ZAIDINS: I had offices. At one point, I had three offices. I had an office on the main campus in Boulder. I shared it with another faculty person because I wasn't there very often. But I went to colloquia and so on. Because the three of us that were hired, John Shonle, Robert Rogers, and myself–John and Bob Rogers were more senior. They were hired at the associate professor level with tenure. I, of course, came in as an assistant professor without tenure because the ink wasn't even dry on my PhD thesis when I got my degree and was hired. I had an office on the main campus in Boulder, I had an office where the cyclotron building was, and then I had an office in Denver, so I had all three. If I had to choose what was my main office, it was probably the one at the cyclotron. Because I went to the main campus for colloquia, a couple of colloquia and seminars a week, but I spent most of my Boulder time at the cyclotron. And I had to share an office in Denver. Since we were in buildings all over downtown, we didn't have a lot of extra space.

ZIERLER: This formative collaboration that you mentioned, how did it get started when you became a professor?

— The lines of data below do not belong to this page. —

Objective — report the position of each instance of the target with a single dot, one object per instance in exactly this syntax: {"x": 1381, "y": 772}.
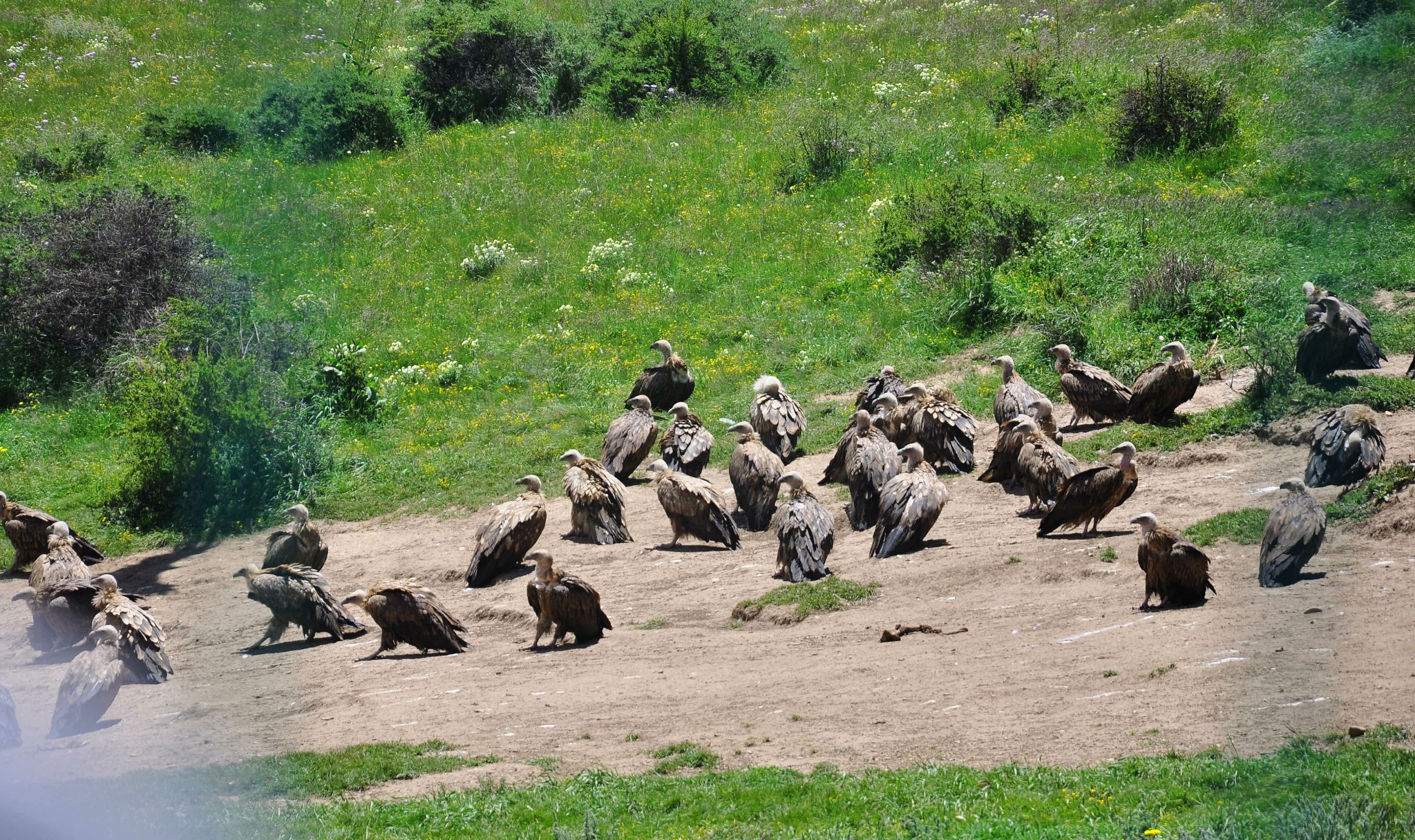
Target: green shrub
{"x": 194, "y": 129}
{"x": 1170, "y": 109}
{"x": 336, "y": 111}
{"x": 660, "y": 51}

ZAIDINS: Oh, I walked into the cyclotron. "Here are things we would like you to work on." [Laugh] And of course, in those days, there was no nuclear astrophysics there. It wasn't until the early 1970s that Norb Roughton, who was a professor at Regis University, the Jesuit school in Denver, who had gotten his PhD in nuclear astrophysics at Washington University in St. Louis–Jerry Peterson was a new assistant professor. He and I were both assistant professors at that time. I was just about to be promoted to associate professor. And Carl Hansen, who was the theorist at JILA. The group of us got together and said, "We can do interesting things. And it's going to be in nuclear astrophysics."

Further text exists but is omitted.